Is my life the most important thing to me, or would I give it up if I could for someone else;-to help them live longer or in less pain? Is it easier to be the one leaving or the one staying-when it comes to end of life situations?

Murder is one of the most serious crimes we can commit, suicide is no longer a criminal act, (not sure it ever should have been-more of a desperate cry for help) and termination of pregnancy in the main has no legal implications, because at least in Canada until the child is born it has no legal standing. Mass shootings continue to happen in schools and public places. Most recently while I was sitting in an airport watching TV, in Ft Lauderdale Airport, Florida. Why is it that so often the shooter will kill themselves, but not before they have ended the lives of many innocent bystanders? We have regimes ending the lives of those who don’t share the same political views, or religion,-or even a different interpretation of the same religion and interestingly that’s not isolated to any single religion historically. How is the end of someone’s life different depending on what your camera angle is, or the lens through which you view it?

Palliative care is thought by many to be about the care of the dying. Actually this couldn’t be further from the truth-it is about caring for the living until they die. It is about life first and foremost. Changes things a bit when you see it that way.

Suffering is not something we would ever seek or willingly embrace.
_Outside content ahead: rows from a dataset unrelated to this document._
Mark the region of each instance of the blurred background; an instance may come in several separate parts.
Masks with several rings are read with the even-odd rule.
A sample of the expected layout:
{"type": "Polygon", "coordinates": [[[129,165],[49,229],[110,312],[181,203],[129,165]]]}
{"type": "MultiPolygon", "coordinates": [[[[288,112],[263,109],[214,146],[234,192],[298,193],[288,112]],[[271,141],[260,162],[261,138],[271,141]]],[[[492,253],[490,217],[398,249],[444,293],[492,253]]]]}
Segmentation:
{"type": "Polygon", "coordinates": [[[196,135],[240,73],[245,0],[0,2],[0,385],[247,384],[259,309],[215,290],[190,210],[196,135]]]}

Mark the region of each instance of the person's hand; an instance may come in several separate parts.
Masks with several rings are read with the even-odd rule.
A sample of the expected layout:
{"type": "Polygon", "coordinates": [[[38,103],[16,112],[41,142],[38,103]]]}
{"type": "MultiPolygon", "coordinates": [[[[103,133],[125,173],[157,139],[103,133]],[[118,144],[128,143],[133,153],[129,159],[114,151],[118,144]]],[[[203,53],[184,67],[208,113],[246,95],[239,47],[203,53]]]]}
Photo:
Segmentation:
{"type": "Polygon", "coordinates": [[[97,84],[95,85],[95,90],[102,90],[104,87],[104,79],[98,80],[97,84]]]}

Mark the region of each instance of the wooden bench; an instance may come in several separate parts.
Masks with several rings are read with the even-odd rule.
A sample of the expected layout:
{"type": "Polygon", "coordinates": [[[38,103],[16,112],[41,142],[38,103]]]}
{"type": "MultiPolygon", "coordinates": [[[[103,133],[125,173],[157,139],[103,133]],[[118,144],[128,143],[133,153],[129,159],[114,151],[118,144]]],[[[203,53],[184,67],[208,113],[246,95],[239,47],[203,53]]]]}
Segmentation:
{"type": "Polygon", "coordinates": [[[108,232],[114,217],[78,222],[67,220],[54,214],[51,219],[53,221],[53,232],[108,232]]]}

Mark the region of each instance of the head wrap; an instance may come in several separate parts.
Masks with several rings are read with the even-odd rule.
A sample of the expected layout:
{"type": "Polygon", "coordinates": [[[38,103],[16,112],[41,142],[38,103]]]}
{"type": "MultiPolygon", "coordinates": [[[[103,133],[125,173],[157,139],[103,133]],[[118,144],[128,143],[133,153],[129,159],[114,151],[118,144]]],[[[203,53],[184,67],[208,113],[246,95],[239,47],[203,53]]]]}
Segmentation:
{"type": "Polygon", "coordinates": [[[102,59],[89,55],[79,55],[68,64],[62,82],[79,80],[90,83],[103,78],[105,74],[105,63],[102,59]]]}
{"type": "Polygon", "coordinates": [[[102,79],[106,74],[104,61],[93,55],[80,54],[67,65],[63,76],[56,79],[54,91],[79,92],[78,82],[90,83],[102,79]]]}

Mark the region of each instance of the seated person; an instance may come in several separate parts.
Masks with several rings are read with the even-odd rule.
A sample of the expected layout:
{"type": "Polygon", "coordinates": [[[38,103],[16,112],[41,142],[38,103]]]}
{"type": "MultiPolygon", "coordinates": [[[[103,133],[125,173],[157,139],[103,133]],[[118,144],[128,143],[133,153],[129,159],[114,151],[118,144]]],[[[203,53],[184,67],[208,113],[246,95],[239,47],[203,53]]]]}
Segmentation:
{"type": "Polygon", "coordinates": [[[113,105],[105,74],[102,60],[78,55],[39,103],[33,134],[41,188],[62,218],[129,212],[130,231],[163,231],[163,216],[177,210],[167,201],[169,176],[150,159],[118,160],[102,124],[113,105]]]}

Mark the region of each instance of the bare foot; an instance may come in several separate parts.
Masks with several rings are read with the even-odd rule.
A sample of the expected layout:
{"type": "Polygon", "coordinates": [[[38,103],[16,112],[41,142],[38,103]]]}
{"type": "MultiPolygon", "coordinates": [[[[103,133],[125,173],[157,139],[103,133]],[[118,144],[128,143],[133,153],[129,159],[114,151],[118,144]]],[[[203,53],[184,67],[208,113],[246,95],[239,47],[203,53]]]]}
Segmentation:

At least not if we could avoid it-would we? I have heard it said that Pain is what happens to the body and Suffering is what happens to the person. There are many types of pain and many forms of suffering. The problems come in that pain can’t be objectively measured, neither can suffering. It is therefore what a person says it is and thus can’t be debated. Problems further occur if we buy in to the prevailing urban myth that we will, or even can, have a life that has no pain and suffering. I’m afraid if we do it just sets us up for a life that is a major disappointment.

Does suffering end when we die? Well, kind of depends on who you ask and what you believe.
Problem here too, in that we can honestly believe whatever we like, makes no difference until it is tested by circumstance. Is Heaven suffering free and available to all of us, or not exist at all? Have we as Christians made the narrow way so narrow that no-one would ever qualify, or made it so universally available that we just carry on doing whatever we like and God is fine with that-it’s ok everyone’s in. Is there a Hell- can I even ask the question without losing all credibility-surely just some medieval myth? Some good questions-still searching for some answers to some of this, (get back to you sometime! )I do know that the God I know is more merciful, loving and full of grace than any of His followers I have ever met and am ever likely to.This I find is strangely reassuring.

In the same way as I don’t fully know if a patient is experiencing pain and suffering when I sedate them, because at that time I don’t have any other way of helping, I would not know whether people continue to suffer after the end of there lives or even for sure where they are going. I am not sure then why as a society we are so quick to embrace end of life as the ultimate end to something we don’t fully understand.